Yapılan bilgilendirmede; 2 hafta boyunca Artsy’de yayında kalacak olan online serginin gelirinin bir kısmı koronavirüs ile mücadele için ilgili kurumlara bağışlanacak. İlerleyen zamanlarda, normalleşme süreci ve sonrası online serginin Hub Design faaliyet noktaları olan New York, Londra, Paris, İstanbul, Bogota ve Meksiko şehirlerinde fiziksel sergi olarak gezmesi planlanıyor.

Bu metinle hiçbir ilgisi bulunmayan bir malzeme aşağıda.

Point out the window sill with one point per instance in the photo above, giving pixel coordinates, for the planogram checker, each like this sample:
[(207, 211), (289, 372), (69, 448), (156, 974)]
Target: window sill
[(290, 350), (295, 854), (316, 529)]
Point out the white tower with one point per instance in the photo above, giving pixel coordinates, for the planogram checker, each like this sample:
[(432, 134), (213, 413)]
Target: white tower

Online sergi ile ilgili bilgi aldığımız Hub Design Kurucu ortağı Gülşah Özperçin "Bertolt Brecht 1938 yılında "Gerçeklik değişir, gerçekliği yansıtmak için sunum şekilleri de değişmektedir" demişti. Koronavirüs sebebiyle, hepimizin gerçekliğinin tamamen değiştiği bu günlerde,sanatçılarda gerçekliği yansıtmak adına yeni arayışlara girdiler. Sosyal mesafe ve karantina altında olmanın zamanımızı değerlendirme şeklimize olan etkisi ve içe dönük yaşam biçimimiz, sanatçıyı günlük hayatın gerekliliklerinden kopararak tam anlamıyla ’akış’ içinde üretim yapmaya zorladı. Tıpkı Michelangelo’nun Sistine Şapeli’nde günlerce uykusuz ve aç birşekilde ara vermeden akışı tecrübe ederek çalışması gibi, sanatçılarımız dış dünyadan bağımsız olarak ellerindeki kısıtlı imkanlarla karantina sürecinin başından bu yana üretmekteler.Biz de bu üretimi yapan sanatçıları dijital platformda izleyicilerle buluşturmayı istedik. Pandemi döneminde üretilen veya pandemi teması içeren eserlerden eklektik ve plüralist yapıda bir seçki ile oluşturduğumuz bu karma sergi bizim için çok özel. Sanat tarihinde daha önce görüldüğü üzere, bugün de tüm olanaksızlıklardan ilham alan sanat ve sanatçının üretiminin devam ettiğini görmek çok kıymetli.Tarihte olduğu gibi sanat adına da yepyeni bir dönemin başladığını düşünüyorum." dedi.